The rail loop is considered a key new capability for the first major U.S. port that ocean freighters reach while sailing from the St. Lawrence Seaway into the Great Lakes, The Plain Dealer newspaper reported. Railroad cars generally can carry more cargo and take it further than the trucks that typically move smaller loads to local destinations, such as northeast Ohio factories.
The rail link broadens the reach of the port, which is trying to sell shippers on the idea that they can drop off cargo in Cleveland to be transported into the Midwest or beyond by rail instead of sailing further into the Great Lakes, said David Gutheil, the port's vice president of maritime logistics.
"When you go to any port in the country, they have much better rail connectivity," Gutheil told the newspaper. "We have now caught up."
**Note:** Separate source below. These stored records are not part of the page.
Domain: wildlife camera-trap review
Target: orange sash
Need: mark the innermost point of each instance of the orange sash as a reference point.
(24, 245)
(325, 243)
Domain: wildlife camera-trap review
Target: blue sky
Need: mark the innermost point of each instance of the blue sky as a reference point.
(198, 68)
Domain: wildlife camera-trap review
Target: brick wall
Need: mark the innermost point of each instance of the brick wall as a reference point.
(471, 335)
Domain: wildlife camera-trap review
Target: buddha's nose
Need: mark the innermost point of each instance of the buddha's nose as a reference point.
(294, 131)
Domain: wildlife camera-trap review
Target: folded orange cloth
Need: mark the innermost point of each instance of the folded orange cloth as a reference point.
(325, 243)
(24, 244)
More than a mile of track now runs through the 80-acre port complex to connect existing rail lines with main lines running through Cleveland, providing greater access between the port and two prominent railroads, CSX and Norfolk Southern.
"It's a natural fit," he said. "Maritime is the most efficient form of transportation. And then to be able to transfer it to the second most efficient form of transportation, rail, benefits us and benefits our customers."
The improvement project was finished this fall with the help of a $3 million forgivable state loan, the newspaper said.
About 160 rail cars will be loaded with three shiploads of steel in the coming weeks in a large train staging. Port officials hope that becomes a more common sight.
Because the Seaway closes for the season this weekend, they likely won't know until next year whether the addition of the rail loop will attract much new business.